Hormis ce nouvel outil de calcul, quelles sont les autres nouveautés du défi en 2019 ?

Il y a un nouveau site internet, qui propose cet outil de suivi, avec un espace participant et un répertoire des alternatives, plus complet que celui de l’an dernier. Il peut être complété par les participants et la recherche peut être faite par filtres : par type d’objet, par type de solution (occasion, location, prêt, réparation…) et on peut également effectuer des recherches avec un filtre géographique, ce qui permet d’ajouter des solutions locales. Le but est de rendre les solutions accessibles à tous les participants et également aux curieux qui se rendent sur le site sans pour autant s’inscrire au défi. On va également organiser des événements dans toute la France.

Lors du défi 2018, avez-vous personnellement réussi à ne rien acheter de neuf sans faire d’écart ?

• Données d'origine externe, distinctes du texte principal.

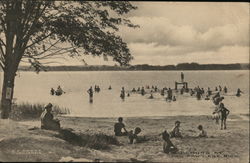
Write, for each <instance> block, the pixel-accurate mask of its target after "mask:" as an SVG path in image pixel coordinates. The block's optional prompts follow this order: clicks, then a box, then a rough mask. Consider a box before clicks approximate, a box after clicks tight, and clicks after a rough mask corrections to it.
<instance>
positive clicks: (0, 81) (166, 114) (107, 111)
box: [0, 70, 249, 117]
mask: <svg viewBox="0 0 250 163" xmlns="http://www.w3.org/2000/svg"><path fill="white" fill-rule="evenodd" d="M248 73H249V71H245V70H244V71H242V70H241V71H184V74H185V81H187V82H188V83H189V87H190V88H193V87H195V86H198V85H199V86H200V87H204V88H205V89H207V87H210V88H211V89H212V90H214V88H215V86H219V85H221V86H222V87H224V86H227V88H228V92H229V93H228V94H227V95H225V101H224V103H225V105H226V107H227V108H228V109H229V110H231V113H248V111H249V93H248V92H249V84H248V83H249V74H248ZM0 76H1V81H0V85H1V86H0V87H2V74H1V75H0ZM175 81H180V71H129V72H126V71H120V72H119V71H113V72H112V71H89V72H42V73H39V74H38V75H37V74H36V73H34V72H20V77H19V76H17V78H16V84H15V94H14V98H17V102H30V103H47V102H51V103H54V104H58V105H59V106H63V107H67V108H69V109H70V110H71V115H75V116H86V117H117V116H172V115H200V114H203V115H204V114H205V115H208V114H209V115H210V114H211V112H212V110H213V107H214V105H213V104H212V102H211V101H205V100H200V101H198V100H196V99H195V98H194V97H190V96H189V94H184V95H179V94H177V101H176V102H166V101H165V100H164V98H163V97H162V96H161V95H160V94H159V93H156V94H154V97H155V98H154V99H148V96H149V94H146V95H145V96H141V95H138V94H131V96H130V97H126V98H125V101H122V100H121V99H120V90H121V87H122V86H124V87H125V90H132V88H134V87H135V88H136V89H137V88H138V87H140V86H144V87H145V86H146V85H150V86H152V85H154V86H158V88H163V87H165V86H166V87H171V88H174V82H175ZM58 85H60V86H61V87H62V88H63V89H64V91H65V92H66V94H64V95H62V96H51V95H50V89H51V88H52V87H53V88H57V86H58ZM94 85H99V86H100V88H101V91H100V93H94V102H93V103H92V104H90V103H89V99H88V94H87V90H88V88H89V87H90V86H94ZM109 85H111V86H112V90H108V87H109ZM237 88H240V89H241V90H242V91H243V92H244V94H243V96H241V97H239V98H237V97H235V96H233V95H234V94H235V92H236V90H237ZM147 91H148V90H147ZM148 92H149V91H148Z"/></svg>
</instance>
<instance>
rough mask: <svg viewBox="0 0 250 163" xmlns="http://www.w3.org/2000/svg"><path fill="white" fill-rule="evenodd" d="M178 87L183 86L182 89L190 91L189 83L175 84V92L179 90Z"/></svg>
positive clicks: (176, 82)
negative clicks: (184, 89) (188, 90)
mask: <svg viewBox="0 0 250 163" xmlns="http://www.w3.org/2000/svg"><path fill="white" fill-rule="evenodd" d="M178 85H181V86H182V87H181V88H183V87H184V88H185V89H188V83H187V82H175V90H177V89H178Z"/></svg>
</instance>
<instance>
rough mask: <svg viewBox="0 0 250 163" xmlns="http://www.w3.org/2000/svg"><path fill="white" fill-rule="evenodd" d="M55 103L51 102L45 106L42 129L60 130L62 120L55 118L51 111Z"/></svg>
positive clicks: (42, 124) (43, 116)
mask: <svg viewBox="0 0 250 163" xmlns="http://www.w3.org/2000/svg"><path fill="white" fill-rule="evenodd" d="M52 107H53V105H52V104H51V103H49V104H47V105H46V106H45V110H44V112H42V114H41V129H46V130H56V131H58V130H60V122H59V120H58V119H54V116H53V114H52V113H51V111H52Z"/></svg>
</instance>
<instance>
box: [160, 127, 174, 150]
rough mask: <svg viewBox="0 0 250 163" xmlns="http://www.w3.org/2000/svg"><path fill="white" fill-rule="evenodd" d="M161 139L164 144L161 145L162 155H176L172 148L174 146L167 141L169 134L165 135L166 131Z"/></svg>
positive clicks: (162, 136) (165, 130) (165, 134)
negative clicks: (175, 154)
mask: <svg viewBox="0 0 250 163" xmlns="http://www.w3.org/2000/svg"><path fill="white" fill-rule="evenodd" d="M162 139H163V140H164V143H163V152H164V153H167V154H168V153H176V152H177V151H178V149H177V148H176V147H175V146H174V144H173V143H172V142H171V140H170V139H169V134H168V133H167V131H166V130H165V131H164V132H163V133H162Z"/></svg>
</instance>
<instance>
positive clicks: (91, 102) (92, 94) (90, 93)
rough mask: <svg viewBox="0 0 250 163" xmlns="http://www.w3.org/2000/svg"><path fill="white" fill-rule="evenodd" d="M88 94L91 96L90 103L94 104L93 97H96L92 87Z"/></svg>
mask: <svg viewBox="0 0 250 163" xmlns="http://www.w3.org/2000/svg"><path fill="white" fill-rule="evenodd" d="M87 93H88V94H89V102H90V103H92V102H93V95H94V92H93V89H92V86H91V87H90V88H89V89H88V90H87Z"/></svg>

Non, je ne suis pas à zéro objet neuf acheté en 2018, mais le nombre d’objets que j’ai évité d’acheter neufs est malgré tout considérable. A titre personnel, il y a des choses que j’ai achetées neuves soit parce que je n’ai pas trouvé de solution – cela peut arriver pour certaines catégories d’objets - ce qui revient souvent ce sont les sous-vêtements que l’on ne trouve pas ou que l’on n’a pas envie d’acheter d’occasion. Parfois, on choisit d’acheter neuf parce que l’on a des besoins spécifiques et qu’il vaut mieux acheter un objet neuf que l’on va utiliser pendant plusieurs années plutôt qu’un objet qui convient à moitié et qui sera plus souvent renouvelé. Un dernier cas qui revient souvent et me concerne personnellement est celui dans lequel j’ai envie de soutenir un fabricant, créateur ou artisan local dont je sais qu’il produit de manière responsable. Pour moi, c’est même tout à fait compatible avec le défi. Le principe est de ne rien acheter neuf pour pouvoir réduire son impact environnemental et social. Donc cela reste cohérent si l’on arrive à trouver des solutions de consommation qui sont compatibles avec cet objectif.

Qu’est-ce que vous conseilleriez à quelqu’un qui souhaiterait se lancer dans le défi cette année ?

Je conseillerais d’en parler autour de soi. Même si ce n’est pas facile, c’est dans les discussions avec son entourage ou avec d’autres participants que l’on trouve les solutions qu’on n’avait pas trouvées soi-même. Il y a notamment un groupe Facebook qui permet d’échanger. L’autre conseil est d’aborder le défi comme une occasion de découvertes, et non comme une contrainte. Cela peut permettre de découvrir des alternatives qu’on ne connaissait pas – par exemple Recyclivre, qui propose des livres d’occasion mais a également une dimension sociale. Derrière ces alternatives, il y a des projets et des porteurs de projet qui font des choses chouettes un peu partout en France. Il ne faut surtout pas hésiter à partager autour de soi les bénéfices collatéraux du défi.